Using Crowdsourced Images to Create Image Recognition Models with Analytics Zoo using BigDL

Download Slides

Volunteers around the world increasingly act as human sensors to collect millions of data points. A team from the World Bank trained deep learning models, using Apache Spark and BigDL, to confirm that photos gathered through a crowdsourced data collection pilot matched the goods for which observations were submitted.

In this talk, Maurice Nsabimana, a statistician at the World Bank, will demonstrate a collaborative project to design and train large-scale deep learning models using crowdsourced images from around the world. BigDL is a distributed deep learning library designed from the ground up to run natively on Apache Spark.
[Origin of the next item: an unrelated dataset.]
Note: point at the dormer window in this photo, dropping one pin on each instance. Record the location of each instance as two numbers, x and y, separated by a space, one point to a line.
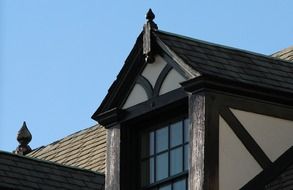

It enables data engineers and scientists to write deep learning applications in Scala or Python as standard Spark programs-without having to explicitly manage distributed computations. Attendees of this session will learn how to get started with BigDL, which runs in any Apache Spark environment, whether on-premises or in the Cloud.

Attendees will also learn how to write a deep learning application that leverages Spark to train image recognition models at scale.

Session hashtag: #DL8SAIS

« back
About Maurice Nsabimana

Maurice Nsabimana works as a Statistician focusing on national accounts and macroeconomic indicators in the World Bank's Development Data Group. Nsabimana has previously worked in the private sector, civil society, and at a think-tank. His research interests lie at the intersection of computational economics, machine learning and public policy, and in the development of new, practical methods and information technologies that can be directly applied to strengthen local capacity. Nsabimana holds an M.A. in international affairs from the School of International and Public Affairs at Columbia University and a B.Sc. in Computer Science from Vesalius College in Brussels, Belgium.

About Jiao Wang

Jiao Wang is a software engineer on the Big Data Technology team at Intel who works in the area of big data analytics. She is engaged in developing and optimizing distributed deep learning frameworks on Apache Spark.